Update for 8 February 2010
The hero pops the question, the heroine shies away – the camera focuses on the perplexed hero’s face looking into the distance – and then the violins string into a melody as the viewer is transported into the couple’s dream sequence. To the rolling hills in the South – where the hero sports his multicolour (technicolour) sweater and white dancing shoes; while the heroine tries to look her seductive best in a “traditional” outfit with lots of chiffons, thick enough to cover her modesty and thin enough for the male audience to get their titillation. The two dance on the slope of the hill surrounded by dancers in red outfits, similar to the heroine’s except that you can figure out why they are referred to as dance extras – they stay in the background, and don’t look as ravishing as the dishy heroine. The hero starts the duet, and the heroine coyly runs down the slope, amid rolling myriad tidbits – sometimes it is bouncy plastic balls, while sometimes, it is colourful tambourines , daflis, and for producers who perhaps own orchards, they throw in fruits like oranges, apples, lemons – anything that can roll down the hill and at the same time, look good. Plus these must lend themselves well to either the music or the lyrics – so if the heroine’s lips are being eulogized, then you can be sure that rosy red apples will roll down, whereas if the dance song has a good beat, then the daflis fit in snugly. Half-way through the song, Heroine will start her warbling, holding her chiffon head-scarf, chunri, and toss it into the wind, and as viewers see it glide up, she has changed her costume into something natty. She would have also in the meantime, moved up another slope and stamped a few more patches of grass, as her hero runs up the hill. The multiple stanzas that each song is made up of gives enough opportunity for the heroine to change her costumes, vary her looks, add new dance moves into the song while the hero keeps pace with his change in pullovers and hairstyles, adding a moustache at times while trying on new sunglasses, of-course ensuring that his trousers always remain detergent drenched white. And we know that the song is coming to a close, when the hero and heroine hold hands, at times arm over shoulder and start walking straight into the sunset – and this is no ordinary sunset – it is one in the backdrop of the rolling hills of the South.

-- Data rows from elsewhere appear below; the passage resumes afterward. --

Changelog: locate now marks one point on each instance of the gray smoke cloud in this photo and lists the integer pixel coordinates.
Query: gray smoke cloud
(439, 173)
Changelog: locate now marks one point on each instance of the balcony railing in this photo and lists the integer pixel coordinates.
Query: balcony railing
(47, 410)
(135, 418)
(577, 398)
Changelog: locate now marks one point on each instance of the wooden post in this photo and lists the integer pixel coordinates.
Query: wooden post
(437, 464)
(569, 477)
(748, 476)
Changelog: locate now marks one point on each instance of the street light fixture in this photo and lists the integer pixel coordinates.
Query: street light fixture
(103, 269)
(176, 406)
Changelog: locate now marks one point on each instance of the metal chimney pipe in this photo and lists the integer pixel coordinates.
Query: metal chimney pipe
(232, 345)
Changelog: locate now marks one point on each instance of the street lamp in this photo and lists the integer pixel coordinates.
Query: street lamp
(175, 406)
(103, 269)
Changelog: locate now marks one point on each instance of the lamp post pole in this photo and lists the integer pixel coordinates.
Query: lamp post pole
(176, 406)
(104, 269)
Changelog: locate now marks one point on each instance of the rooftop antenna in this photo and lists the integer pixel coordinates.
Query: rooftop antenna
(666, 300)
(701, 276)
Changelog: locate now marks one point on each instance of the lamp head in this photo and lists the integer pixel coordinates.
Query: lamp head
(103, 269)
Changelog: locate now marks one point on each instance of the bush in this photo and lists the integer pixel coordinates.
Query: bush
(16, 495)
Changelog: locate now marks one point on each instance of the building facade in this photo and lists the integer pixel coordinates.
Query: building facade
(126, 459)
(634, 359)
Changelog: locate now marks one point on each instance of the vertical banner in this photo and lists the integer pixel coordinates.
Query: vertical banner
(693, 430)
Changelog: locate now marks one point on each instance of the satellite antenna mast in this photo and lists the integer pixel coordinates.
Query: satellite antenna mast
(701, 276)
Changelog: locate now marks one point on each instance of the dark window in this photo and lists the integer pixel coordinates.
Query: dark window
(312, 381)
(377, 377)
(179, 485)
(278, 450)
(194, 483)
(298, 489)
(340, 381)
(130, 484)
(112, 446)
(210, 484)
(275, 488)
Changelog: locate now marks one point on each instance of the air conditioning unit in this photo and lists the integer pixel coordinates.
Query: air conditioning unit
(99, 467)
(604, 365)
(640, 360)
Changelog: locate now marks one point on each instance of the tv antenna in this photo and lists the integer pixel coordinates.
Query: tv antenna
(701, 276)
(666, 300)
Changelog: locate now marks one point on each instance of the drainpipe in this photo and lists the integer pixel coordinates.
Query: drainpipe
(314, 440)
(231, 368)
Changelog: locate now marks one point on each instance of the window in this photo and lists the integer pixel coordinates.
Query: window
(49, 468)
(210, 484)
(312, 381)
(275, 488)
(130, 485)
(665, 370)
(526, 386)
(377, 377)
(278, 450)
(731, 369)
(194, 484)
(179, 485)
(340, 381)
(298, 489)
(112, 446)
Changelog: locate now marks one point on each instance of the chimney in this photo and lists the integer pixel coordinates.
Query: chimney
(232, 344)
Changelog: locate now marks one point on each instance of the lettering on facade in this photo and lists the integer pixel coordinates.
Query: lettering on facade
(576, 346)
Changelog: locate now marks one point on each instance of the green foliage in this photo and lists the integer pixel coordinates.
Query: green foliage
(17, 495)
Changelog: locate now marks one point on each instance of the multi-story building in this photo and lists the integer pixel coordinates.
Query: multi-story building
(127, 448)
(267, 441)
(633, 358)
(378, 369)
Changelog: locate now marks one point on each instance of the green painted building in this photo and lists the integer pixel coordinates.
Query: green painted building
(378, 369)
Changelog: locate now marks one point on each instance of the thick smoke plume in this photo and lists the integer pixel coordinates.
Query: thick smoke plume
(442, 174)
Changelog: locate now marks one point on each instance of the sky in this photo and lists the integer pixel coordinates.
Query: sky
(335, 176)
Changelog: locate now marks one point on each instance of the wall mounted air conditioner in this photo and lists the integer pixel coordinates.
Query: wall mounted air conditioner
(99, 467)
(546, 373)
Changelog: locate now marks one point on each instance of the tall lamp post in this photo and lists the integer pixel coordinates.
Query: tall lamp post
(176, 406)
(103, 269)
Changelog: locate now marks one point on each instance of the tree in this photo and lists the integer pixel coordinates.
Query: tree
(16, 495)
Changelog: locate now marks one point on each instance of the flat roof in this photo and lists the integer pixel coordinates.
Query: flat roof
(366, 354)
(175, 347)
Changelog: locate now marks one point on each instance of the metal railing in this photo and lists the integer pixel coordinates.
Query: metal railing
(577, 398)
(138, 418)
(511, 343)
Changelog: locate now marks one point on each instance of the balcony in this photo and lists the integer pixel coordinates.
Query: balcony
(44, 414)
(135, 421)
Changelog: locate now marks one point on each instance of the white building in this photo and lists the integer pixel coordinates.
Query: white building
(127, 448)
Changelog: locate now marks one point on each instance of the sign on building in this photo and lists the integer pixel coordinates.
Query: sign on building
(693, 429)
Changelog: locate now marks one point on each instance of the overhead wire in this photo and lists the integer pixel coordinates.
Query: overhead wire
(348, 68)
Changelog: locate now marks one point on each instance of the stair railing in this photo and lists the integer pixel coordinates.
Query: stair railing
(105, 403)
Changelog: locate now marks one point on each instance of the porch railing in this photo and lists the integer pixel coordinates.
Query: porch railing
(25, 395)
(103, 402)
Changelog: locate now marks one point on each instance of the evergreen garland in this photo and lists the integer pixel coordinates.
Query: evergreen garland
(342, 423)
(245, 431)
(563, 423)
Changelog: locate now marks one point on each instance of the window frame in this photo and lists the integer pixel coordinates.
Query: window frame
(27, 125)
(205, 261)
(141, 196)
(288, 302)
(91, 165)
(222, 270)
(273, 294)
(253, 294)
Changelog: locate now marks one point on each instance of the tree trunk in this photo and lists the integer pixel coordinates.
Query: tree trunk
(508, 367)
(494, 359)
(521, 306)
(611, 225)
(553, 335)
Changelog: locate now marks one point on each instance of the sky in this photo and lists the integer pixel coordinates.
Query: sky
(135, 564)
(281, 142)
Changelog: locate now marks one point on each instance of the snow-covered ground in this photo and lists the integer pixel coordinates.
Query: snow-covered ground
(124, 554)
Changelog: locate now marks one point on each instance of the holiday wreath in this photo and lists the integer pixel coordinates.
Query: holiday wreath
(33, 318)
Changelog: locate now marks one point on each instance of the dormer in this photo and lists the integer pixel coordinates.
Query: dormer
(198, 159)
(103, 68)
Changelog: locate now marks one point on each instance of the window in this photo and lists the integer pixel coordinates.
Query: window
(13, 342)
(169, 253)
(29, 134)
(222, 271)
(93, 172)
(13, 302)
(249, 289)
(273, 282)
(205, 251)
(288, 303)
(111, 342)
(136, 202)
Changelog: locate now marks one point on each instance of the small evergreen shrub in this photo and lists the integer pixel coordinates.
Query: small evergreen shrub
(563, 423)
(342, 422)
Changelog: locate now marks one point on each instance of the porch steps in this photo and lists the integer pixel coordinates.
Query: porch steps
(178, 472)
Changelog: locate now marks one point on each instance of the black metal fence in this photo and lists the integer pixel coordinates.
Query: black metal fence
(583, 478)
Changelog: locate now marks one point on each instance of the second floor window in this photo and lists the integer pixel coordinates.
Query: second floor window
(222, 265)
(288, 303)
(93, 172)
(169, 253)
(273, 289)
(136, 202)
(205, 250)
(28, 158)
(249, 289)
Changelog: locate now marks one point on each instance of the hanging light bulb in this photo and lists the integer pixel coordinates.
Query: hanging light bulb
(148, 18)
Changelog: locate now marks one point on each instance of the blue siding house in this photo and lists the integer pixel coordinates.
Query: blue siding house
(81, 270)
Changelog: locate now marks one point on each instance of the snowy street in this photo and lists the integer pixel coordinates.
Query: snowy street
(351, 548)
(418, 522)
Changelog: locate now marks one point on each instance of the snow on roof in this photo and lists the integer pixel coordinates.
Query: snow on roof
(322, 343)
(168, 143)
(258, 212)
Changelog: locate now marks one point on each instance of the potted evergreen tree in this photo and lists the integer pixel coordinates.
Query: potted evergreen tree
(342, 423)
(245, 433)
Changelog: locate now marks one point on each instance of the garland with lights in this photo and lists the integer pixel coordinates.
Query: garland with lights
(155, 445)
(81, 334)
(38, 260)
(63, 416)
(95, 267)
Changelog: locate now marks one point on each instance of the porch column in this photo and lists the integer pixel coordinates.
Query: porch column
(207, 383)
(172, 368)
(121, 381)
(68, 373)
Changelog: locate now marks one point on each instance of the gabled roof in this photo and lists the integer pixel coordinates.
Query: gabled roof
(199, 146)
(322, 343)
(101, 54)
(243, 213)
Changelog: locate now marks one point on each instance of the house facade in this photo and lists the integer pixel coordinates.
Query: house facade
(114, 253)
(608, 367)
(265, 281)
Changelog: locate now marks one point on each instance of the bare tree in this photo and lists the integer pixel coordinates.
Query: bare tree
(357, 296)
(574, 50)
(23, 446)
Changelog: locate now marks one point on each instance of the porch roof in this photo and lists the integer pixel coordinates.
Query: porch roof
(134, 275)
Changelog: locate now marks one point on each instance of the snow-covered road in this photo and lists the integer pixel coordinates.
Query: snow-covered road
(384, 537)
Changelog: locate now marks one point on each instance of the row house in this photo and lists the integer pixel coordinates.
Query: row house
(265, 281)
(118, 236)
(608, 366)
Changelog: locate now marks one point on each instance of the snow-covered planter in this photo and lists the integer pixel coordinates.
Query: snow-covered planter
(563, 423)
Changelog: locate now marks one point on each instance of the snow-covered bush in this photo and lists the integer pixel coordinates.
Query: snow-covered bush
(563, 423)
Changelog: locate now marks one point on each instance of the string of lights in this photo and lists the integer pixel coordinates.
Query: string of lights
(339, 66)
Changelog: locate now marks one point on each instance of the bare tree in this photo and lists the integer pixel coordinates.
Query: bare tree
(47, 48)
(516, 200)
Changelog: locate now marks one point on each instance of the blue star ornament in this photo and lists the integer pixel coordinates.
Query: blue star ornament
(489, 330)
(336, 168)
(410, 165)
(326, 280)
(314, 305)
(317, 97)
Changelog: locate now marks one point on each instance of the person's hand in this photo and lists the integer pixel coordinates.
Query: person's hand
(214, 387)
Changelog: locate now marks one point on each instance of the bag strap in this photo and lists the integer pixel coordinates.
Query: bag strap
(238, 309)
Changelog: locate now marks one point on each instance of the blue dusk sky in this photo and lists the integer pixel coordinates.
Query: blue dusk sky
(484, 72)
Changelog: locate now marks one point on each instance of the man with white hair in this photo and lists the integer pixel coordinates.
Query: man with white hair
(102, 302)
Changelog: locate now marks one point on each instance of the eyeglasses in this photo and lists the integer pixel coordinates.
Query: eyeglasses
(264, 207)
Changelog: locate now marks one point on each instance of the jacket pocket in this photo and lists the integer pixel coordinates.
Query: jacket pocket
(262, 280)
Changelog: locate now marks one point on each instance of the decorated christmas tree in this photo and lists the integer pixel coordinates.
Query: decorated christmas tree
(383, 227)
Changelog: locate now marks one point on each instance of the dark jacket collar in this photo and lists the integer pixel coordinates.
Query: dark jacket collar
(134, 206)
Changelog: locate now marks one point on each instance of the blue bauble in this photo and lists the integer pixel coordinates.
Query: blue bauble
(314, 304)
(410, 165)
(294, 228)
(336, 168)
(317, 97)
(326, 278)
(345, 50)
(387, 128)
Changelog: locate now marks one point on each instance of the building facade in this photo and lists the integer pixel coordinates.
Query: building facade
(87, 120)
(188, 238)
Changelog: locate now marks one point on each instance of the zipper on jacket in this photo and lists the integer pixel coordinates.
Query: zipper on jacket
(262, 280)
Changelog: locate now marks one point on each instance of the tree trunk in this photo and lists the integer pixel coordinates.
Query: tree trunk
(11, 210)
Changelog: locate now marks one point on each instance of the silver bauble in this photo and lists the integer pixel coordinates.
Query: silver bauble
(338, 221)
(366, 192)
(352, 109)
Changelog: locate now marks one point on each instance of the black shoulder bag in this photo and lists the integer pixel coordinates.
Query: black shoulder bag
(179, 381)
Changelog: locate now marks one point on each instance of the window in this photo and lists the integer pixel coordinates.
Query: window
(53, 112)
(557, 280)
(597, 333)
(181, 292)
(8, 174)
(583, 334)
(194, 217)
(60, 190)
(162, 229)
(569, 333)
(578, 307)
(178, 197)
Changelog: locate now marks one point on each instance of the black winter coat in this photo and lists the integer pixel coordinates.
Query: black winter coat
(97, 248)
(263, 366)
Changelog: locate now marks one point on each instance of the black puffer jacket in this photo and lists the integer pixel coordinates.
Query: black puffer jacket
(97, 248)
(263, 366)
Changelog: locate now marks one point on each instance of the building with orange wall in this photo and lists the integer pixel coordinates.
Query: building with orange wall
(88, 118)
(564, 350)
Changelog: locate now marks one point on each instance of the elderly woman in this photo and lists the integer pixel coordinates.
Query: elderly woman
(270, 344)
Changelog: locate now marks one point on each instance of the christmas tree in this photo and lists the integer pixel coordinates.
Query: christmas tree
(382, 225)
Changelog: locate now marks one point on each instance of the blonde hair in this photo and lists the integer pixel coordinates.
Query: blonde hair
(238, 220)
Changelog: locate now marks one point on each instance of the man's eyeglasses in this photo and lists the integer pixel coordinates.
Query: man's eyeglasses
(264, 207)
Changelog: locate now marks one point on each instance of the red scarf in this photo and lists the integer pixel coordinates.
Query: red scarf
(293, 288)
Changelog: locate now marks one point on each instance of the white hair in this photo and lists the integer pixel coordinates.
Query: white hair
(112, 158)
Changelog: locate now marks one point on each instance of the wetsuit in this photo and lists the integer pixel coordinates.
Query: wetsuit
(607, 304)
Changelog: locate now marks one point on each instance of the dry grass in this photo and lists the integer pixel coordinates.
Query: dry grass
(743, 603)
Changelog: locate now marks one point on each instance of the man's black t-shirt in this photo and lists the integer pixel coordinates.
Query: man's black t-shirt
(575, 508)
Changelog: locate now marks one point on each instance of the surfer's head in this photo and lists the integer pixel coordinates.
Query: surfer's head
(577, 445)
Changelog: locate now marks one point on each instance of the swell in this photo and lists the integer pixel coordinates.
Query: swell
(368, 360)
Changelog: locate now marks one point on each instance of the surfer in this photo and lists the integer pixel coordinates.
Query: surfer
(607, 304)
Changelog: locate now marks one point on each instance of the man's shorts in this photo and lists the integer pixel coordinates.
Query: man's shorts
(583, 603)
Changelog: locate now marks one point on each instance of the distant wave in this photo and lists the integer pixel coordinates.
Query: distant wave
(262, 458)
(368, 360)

The D Street Boyz were petrified of the PIGS of Europe – and opened today’s business at D Street by slowly pushing the SENSEX down the slope – to the not green patches. They were a little jittery as they pulled it to level ground, but the mood got sombre close to Europe opening that they dropped the SENSEX 200 points down to 15700 levels. Then as though the duet songs on the hills played, the mood of the D Boyz also improved and they pulled the SENSEX up almost 350 points and just as quickly as it started, the duet ditty concluded as it “walked into the sunset” of the day – keeping the SENSEX flattish to last close – 19 points up at 15935. (For those with sharp eyes and sharper minds, you would notice that the last update on 5 Feb had the SENSEX ending at 15790 – so how do the maths stack up? Well, D Street was open for 90 minutes on Saturday to test their new systems, and during that “trial period”, the D boyz actually heaved up the SENSEX 125 points up.) Singing on the hills must have been good for the music companies as one of the Telecom companies that Airs music – is actually India’s leading music earner these days…. It is therefore not incidental that this company led the SENSEX.
On your next holiday trip to the South, don’t miss the wonderful Filmy Tour that many local taxis will offer. The rolling Hills of the South are definitely on their itinerary and you will see first hand, how easy or not, it is to be a heroine or a hero dancing on these slopes.